I've found other solutions, but they don't take leap years into account.

Could someone please help me here.

//EDIT

Thanks for the anwers. However days is not an option. I need the years with comma. Changed 7.49 to 6.639424491947131

Days / 365 is to inaccurate. Sometimes you have a leap year sometimes not.

CodePudding user response:

tl;dr

ChronoUnit
.DAYS
.between( 
    LocalDate.parse( "2012-06-05" ) , 
    LocalDate.parse( "2019-01-25" )  
) 
/
365.2425d

See this code run live at IdeOne.com.

6.639424491947131

Details

Why not use a count of days? That is what a decimal fraction of years between dates means: a count of days. A decimal fraction to 15 places creates the illusion of precision that is not actually present when comparing two dates.

LocalDate start = LocalDate.parse( "2012-06-05" ) ;
LocalDate end = LocalDate.parse( "2019-01-25" ) ;

long daysElapsed = ChronoUnit.DAYS.between( start , end ) ;

If you insist on a fraction, divide by whatever fractional count of days per year makes sense to you.
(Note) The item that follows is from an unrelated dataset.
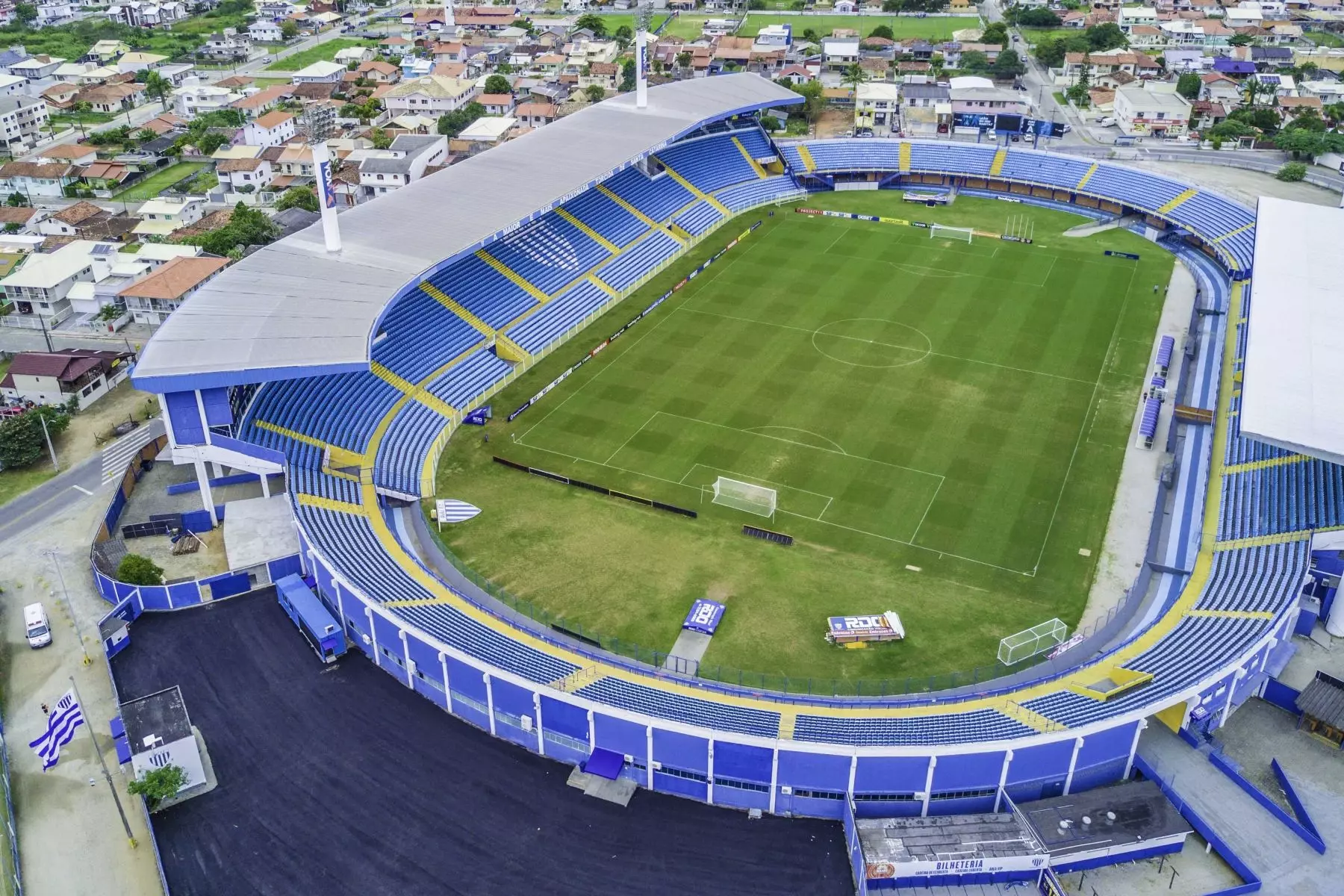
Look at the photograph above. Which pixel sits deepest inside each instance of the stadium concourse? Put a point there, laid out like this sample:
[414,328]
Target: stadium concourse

The days per year over a 400 year cycle of the Gregorian calendar is 365.2425.

double DAYS_PER_YEAR = 365.2425d ;
double yearsElapsed = ( daysElapsed / DAYS_PER_YEAR ) ; 

For accuracy, use BigDecimal rather than double.

CodePudding user response:

I am not saying this is "the answer" but it should be a suggestion for you to base your solution on.

public static void main(String[] args) {        
    Date date1 = Date.from(Instant.now());
    Calendar cal = new GregorianCalendar(2021,Calendar.JANUARY, 1);
    Date date2 = cal.getTime();
        
    long diffInMillies = Math.abs(date2.getTime() - date1.getTime());
    long diff = TimeUnit.DAYS.convert(diffInMillies, TimeUnit.MILLISECONDS);
    System.out.println("Difference in days: "   diff);
    BigDecimal yDiff = new BigDecimal(diff/365.25);
    System.out.println("Difference in years: "   yDiff.doubleValue());
}

You could take some code like this, and wrap it in a function that manipulates the difference between two dates using standard Java libraries. As you can see in the example below, I used the Java library to calculate the difference of two dates in days, and then I just did a simple calculation to extrapolate the difference in years. I am not sure why this won't be an acceptable compromise.

Using BigDecimal instead of double gives you more precision as well as an easier way to define significant digits.